I was out with some buddies night before last. Friend's wife is on crutches; she's got a torn ACL. And it was 11:30 and Ventura was empty and they were hobbling across the street and some doofus in a Datsun 1600 comes screaming up, drunk, and he didn't see them so of course he leans on his horn because he's scared and pissed off and nearly killed somebody.
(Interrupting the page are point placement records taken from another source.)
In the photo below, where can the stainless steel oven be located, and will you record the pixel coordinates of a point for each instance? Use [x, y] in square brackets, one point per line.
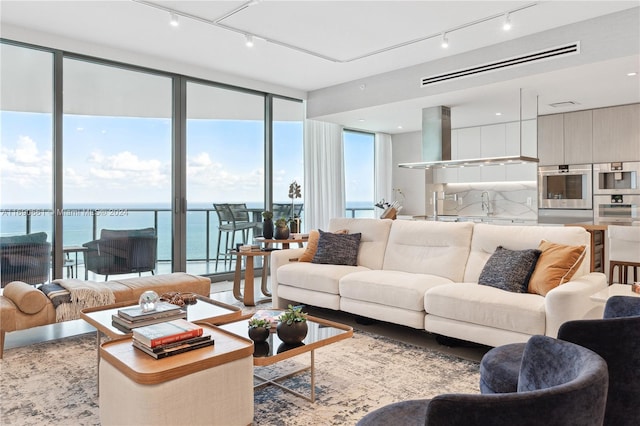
[616, 208]
[616, 178]
[567, 186]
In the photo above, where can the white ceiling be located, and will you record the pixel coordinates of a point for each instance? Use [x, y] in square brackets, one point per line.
[309, 46]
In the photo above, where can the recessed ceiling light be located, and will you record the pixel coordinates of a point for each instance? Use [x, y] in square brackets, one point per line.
[174, 20]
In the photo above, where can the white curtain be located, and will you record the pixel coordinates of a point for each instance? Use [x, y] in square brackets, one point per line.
[324, 176]
[383, 169]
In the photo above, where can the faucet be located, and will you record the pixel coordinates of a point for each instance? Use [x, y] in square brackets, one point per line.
[486, 204]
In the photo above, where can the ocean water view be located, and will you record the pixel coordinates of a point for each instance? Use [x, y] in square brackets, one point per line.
[79, 221]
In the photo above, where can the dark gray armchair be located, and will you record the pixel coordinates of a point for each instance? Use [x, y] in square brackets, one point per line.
[616, 338]
[559, 384]
[25, 258]
[122, 252]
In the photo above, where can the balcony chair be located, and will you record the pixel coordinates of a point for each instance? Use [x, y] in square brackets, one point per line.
[25, 258]
[560, 383]
[624, 251]
[232, 218]
[121, 252]
[616, 338]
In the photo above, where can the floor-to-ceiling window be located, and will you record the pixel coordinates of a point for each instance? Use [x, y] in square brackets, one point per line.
[26, 145]
[288, 164]
[116, 154]
[359, 173]
[225, 166]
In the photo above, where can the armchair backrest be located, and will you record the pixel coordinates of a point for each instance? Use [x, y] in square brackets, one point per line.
[563, 384]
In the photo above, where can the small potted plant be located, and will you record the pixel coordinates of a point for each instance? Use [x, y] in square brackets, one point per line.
[267, 224]
[259, 329]
[292, 326]
[282, 229]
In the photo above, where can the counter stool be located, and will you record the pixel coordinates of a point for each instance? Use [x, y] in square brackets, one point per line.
[624, 252]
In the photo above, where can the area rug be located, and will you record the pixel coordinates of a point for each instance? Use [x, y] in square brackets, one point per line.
[54, 382]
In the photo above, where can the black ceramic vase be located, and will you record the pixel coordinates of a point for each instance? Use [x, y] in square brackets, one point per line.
[258, 334]
[267, 229]
[292, 334]
[282, 233]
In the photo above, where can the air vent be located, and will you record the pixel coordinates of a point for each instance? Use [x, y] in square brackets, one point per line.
[544, 55]
[564, 104]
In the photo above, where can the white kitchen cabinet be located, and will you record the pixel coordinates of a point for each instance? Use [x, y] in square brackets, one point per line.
[616, 134]
[578, 137]
[551, 139]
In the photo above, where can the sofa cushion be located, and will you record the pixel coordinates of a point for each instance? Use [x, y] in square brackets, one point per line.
[337, 249]
[488, 306]
[373, 242]
[509, 269]
[390, 288]
[27, 298]
[312, 244]
[313, 276]
[435, 248]
[487, 237]
[556, 265]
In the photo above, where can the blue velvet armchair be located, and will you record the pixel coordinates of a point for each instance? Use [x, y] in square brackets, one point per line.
[559, 384]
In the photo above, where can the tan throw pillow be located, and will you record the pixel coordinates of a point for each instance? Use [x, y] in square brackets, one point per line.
[556, 265]
[312, 244]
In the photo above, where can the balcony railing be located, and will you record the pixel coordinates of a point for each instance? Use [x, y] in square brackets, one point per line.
[82, 225]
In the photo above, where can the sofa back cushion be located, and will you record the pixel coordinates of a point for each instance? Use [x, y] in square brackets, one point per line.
[487, 237]
[373, 239]
[437, 248]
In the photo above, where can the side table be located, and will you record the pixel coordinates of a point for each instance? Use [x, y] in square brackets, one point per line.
[207, 386]
[248, 297]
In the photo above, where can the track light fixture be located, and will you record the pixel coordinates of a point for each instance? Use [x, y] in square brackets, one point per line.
[507, 22]
[445, 41]
[174, 20]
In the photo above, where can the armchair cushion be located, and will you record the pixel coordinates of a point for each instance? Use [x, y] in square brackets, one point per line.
[27, 298]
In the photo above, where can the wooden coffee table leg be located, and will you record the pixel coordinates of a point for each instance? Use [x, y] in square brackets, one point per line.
[248, 283]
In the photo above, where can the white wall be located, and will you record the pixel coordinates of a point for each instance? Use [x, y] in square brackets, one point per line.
[407, 148]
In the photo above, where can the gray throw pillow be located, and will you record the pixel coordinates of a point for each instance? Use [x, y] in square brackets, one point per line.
[337, 249]
[509, 269]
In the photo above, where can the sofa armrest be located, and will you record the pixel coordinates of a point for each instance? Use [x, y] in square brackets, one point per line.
[572, 301]
[26, 298]
[279, 258]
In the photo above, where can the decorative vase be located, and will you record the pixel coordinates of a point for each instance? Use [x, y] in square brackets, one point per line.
[292, 334]
[267, 228]
[282, 233]
[258, 334]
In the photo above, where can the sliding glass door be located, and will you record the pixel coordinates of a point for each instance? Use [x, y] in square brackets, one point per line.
[116, 165]
[225, 166]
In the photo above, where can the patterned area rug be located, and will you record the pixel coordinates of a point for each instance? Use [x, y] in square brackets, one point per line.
[54, 382]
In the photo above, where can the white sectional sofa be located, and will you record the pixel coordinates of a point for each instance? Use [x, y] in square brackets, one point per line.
[424, 275]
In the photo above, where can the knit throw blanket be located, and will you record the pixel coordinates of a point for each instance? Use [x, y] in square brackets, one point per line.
[84, 294]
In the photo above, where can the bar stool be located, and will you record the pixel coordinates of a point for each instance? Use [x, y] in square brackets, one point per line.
[624, 252]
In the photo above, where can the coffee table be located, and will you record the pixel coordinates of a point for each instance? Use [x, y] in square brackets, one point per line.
[321, 333]
[205, 310]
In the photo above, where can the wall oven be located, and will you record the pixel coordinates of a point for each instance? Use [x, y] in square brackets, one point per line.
[616, 209]
[567, 186]
[616, 178]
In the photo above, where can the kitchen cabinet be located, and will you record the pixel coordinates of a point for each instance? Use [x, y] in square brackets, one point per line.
[616, 134]
[565, 138]
[578, 137]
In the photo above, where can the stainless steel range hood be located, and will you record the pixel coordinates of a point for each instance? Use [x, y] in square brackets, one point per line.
[436, 145]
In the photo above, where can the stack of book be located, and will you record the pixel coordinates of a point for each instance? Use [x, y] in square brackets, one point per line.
[170, 338]
[132, 317]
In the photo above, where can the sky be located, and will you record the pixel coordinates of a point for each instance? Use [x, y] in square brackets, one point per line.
[111, 159]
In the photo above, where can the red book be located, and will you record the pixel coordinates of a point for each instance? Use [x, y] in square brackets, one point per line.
[166, 332]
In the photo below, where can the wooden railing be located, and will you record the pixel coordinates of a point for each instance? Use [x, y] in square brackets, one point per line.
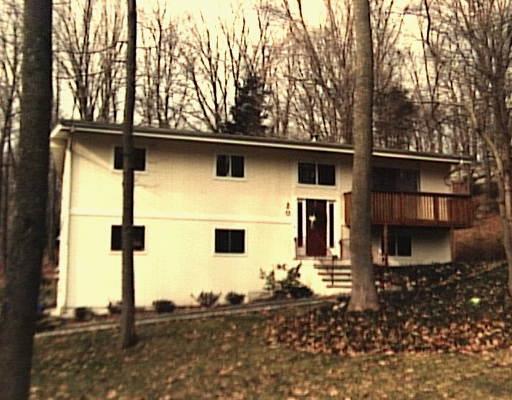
[418, 209]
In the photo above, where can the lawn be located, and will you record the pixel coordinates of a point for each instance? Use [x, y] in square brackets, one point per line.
[229, 358]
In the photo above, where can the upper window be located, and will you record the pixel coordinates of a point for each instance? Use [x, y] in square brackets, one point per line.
[139, 158]
[230, 241]
[399, 243]
[230, 166]
[139, 233]
[317, 174]
[395, 180]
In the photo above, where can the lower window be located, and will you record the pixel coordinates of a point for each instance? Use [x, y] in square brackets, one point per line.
[139, 233]
[399, 243]
[231, 241]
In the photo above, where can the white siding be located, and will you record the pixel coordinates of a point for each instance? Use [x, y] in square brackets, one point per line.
[180, 201]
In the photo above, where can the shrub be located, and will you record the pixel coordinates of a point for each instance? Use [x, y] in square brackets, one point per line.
[164, 306]
[207, 299]
[300, 292]
[234, 298]
[289, 286]
[82, 313]
[114, 308]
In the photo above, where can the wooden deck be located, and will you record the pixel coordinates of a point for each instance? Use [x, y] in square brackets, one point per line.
[443, 210]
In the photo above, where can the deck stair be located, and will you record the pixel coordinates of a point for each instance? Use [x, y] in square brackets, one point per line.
[335, 274]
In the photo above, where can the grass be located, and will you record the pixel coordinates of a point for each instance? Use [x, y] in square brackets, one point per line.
[229, 358]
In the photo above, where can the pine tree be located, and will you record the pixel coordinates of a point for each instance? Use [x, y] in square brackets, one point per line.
[248, 114]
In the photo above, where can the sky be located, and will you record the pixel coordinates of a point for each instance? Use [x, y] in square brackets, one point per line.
[213, 10]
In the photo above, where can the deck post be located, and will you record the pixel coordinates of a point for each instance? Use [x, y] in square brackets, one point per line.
[385, 244]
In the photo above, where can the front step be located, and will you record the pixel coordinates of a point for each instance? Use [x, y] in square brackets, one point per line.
[335, 275]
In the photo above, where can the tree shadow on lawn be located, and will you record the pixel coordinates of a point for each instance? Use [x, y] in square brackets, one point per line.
[231, 357]
[469, 313]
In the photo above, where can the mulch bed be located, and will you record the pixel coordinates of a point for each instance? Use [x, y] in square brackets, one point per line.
[450, 308]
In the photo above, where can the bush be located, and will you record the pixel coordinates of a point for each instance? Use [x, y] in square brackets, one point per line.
[164, 306]
[300, 292]
[207, 299]
[234, 298]
[114, 308]
[82, 313]
[289, 286]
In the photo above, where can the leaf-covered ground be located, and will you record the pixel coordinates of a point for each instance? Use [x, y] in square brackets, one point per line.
[447, 308]
[231, 358]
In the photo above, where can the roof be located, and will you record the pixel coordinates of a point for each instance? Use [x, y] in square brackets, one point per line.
[67, 127]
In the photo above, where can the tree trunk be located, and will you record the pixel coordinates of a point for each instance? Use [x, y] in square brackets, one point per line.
[364, 293]
[23, 270]
[128, 336]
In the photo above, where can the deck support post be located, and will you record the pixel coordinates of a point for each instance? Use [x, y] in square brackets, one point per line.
[385, 249]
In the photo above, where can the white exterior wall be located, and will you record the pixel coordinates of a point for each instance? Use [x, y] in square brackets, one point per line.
[180, 201]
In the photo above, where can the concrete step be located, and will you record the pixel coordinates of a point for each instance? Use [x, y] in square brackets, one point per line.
[335, 273]
[331, 267]
[348, 281]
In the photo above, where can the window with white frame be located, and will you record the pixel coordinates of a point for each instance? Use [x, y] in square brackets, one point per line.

My friend's wife is also scared and also pissed off so she started beating on the dude's hood with her crutch. So he gunned the engine and scooped 'em both up onto the hood, drove 'em about 20 feet, then slammed on the brakes. Then he drove off. Whole thing took maybe 7 seconds. I was 50 feet away for the whole thing.
HERE'S THE THING
There are legitimate reasons to buy a gun. "Because I'm scared" isn't one. A gun is a terrible responsibility - it wants to be used. The Sikhs have a rule - you can't resheath the kirpan until you've drawn blood. This generally keeps the sikhs from carving the shit out of people who piss them off. Not always, but mostly in the US. But they also practice like 3 hours of martial arts per day. They've got discipline.
A gun will not teach you discipline. It will not make you hesitant to use deadly force. It will not de-escalate your problems, it will not simplify your life. A gun is a rhetorical nuclear option - "Yeah you maybe didn't really mean to do much but steal my liquor and credit cards but now you're dead."
Yesterday, you didn't have a gun. If you had, you'd still be talking to the police. You'd be looking down the barrel of a months-long investigation at best and somebody, who has a mother and probably brothers and sisters and people who love them, would be forever dead.
OR your girlfriend would have scared off the intruder.
Which - let's be real - is exactly what she did without the gun.
The difference between yesterday and today is today you're scared and flirting with destiny.
Used to go plinkin' with a buddy. He probably had two dozen guns. I looked at them admiringly once and he said "yeah, I prolly coulda won Waco."
Somebody pissed off one of his friends once. Everyone got upset. So they emptied out the rec room and went out to straight shit out. Armed standoff - 6 people on one side, 4 on the other, probably 12 weapons in the field. It's a miracle nobody died. Three of them have since, two by gun violence.
My buddy? His family stopped collecting assault weapons and started collecting livestock. And the world is a better place.